83

I’m looking for a good arbitrary precision math library in C or C++. Could you please give me some advices or suggestions?

The primary requirements:

  1. It must handle arbitrarily big integers—my primary interest is on integers. In case that you don’t know what the word arbitrarily big means, imagine something like 100000! (the factorial of 100000).

  2. The precision must not need to be specified during library initialization or object creation. The precision should only be constrained by the available resources of the system.

  3. It should utilize the full power of the platform, and should handle “small” numbers natively. That means on a 64-bit platform, calculating (2^33 + 2^32) should use the available 64-bit CPU instructions. The library should not calculate this in the same way as it does with (2^66 + 2^65) on the same platform.

  4. It must efficiently handle addition (+), subtraction (-), multiplication (*), integer division (/), remainder (%), power (**), increment (++), decrement (--), GCD, factorial, and other common integer arithmetic calculations. The ability to handle functions like square root and logarithm that do not produce integer results is a plus. The ability to handle symbolic computations is even better.

Here are what I found so far:

  1. Java's BigInteger and BigDecimal class: I have been using these so far. I have read the source code, but I don’t understand the math underneath. It may be based on theories and algorithms that I have never learnt.

  2. The built-in integer type or in core libraries of bc, Python, Ruby, Haskell, Lisp, Erlang, OCaml, PHP, some other languages: I have used some of these, but I have no idea which library they are using, or which kind of implementation they are using.

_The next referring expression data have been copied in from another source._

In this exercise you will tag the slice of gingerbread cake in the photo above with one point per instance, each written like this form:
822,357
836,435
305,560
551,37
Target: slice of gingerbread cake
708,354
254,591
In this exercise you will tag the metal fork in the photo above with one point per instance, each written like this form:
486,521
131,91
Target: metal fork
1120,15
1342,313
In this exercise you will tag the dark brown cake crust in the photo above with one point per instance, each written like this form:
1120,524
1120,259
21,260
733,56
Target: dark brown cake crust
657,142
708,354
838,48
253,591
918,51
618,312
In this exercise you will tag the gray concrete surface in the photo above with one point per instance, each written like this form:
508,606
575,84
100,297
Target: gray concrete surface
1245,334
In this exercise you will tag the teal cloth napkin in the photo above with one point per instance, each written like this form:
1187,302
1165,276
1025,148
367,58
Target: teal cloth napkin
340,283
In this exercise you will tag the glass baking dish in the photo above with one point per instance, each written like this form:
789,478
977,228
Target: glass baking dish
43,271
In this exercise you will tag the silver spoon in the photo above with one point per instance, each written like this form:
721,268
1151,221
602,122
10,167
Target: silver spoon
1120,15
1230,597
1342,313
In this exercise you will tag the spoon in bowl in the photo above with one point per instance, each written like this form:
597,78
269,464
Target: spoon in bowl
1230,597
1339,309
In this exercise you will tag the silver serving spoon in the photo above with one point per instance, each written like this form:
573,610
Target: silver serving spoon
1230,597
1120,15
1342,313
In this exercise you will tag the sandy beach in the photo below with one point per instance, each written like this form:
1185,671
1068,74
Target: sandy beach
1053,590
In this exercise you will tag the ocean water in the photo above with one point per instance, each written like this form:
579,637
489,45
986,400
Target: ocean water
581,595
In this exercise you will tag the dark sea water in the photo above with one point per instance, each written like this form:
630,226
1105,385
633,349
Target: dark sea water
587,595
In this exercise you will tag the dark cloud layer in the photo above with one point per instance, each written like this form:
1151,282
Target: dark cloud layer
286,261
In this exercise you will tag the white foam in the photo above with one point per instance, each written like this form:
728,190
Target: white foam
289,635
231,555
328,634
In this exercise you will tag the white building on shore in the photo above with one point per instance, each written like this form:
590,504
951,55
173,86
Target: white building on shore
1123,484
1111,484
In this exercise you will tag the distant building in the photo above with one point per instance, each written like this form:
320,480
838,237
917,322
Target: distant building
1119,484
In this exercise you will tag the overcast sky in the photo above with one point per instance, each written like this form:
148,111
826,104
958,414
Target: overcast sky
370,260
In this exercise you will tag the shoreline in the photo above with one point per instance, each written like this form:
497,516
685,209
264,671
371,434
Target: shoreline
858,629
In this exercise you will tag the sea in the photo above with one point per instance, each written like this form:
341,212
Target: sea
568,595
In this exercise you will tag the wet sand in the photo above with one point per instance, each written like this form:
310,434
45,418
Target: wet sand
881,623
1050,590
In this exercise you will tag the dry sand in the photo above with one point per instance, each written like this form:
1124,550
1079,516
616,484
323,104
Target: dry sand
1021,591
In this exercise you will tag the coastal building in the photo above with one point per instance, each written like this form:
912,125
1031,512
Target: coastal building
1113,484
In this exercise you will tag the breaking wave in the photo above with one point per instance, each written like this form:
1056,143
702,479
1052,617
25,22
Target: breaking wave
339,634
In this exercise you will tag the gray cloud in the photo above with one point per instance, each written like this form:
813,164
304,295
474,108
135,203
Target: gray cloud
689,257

What I have already known:

  1. Using char for decimal digits and char* for decimal strings, and do calculations on the digits using a for-loop.

  2. Using int (or long int, or long long) as a basic “unit” and an array of that type as an arbitrary long integer, and do calculations on the elements using a for-loop.

  3. Using an integer type to store a decimal digit (or a few digits) as BCD (Binary-coded decimal).

  4. Booth’s multiplication algorithm.

What I don’t know:

  1. Printing the binary array mentioned above in decimal without using naive methods. An example of a naive method: (1) add the bits from the lowest to the highest: 1, 2, 4, 8, 16, 32, … (2) use a char*-string mentioned above to store the intermediate decimal results).

What I appreciate:

  1. Good comparisons on GMP, MPFR, decNumber (or other libraries that are good in your opinion).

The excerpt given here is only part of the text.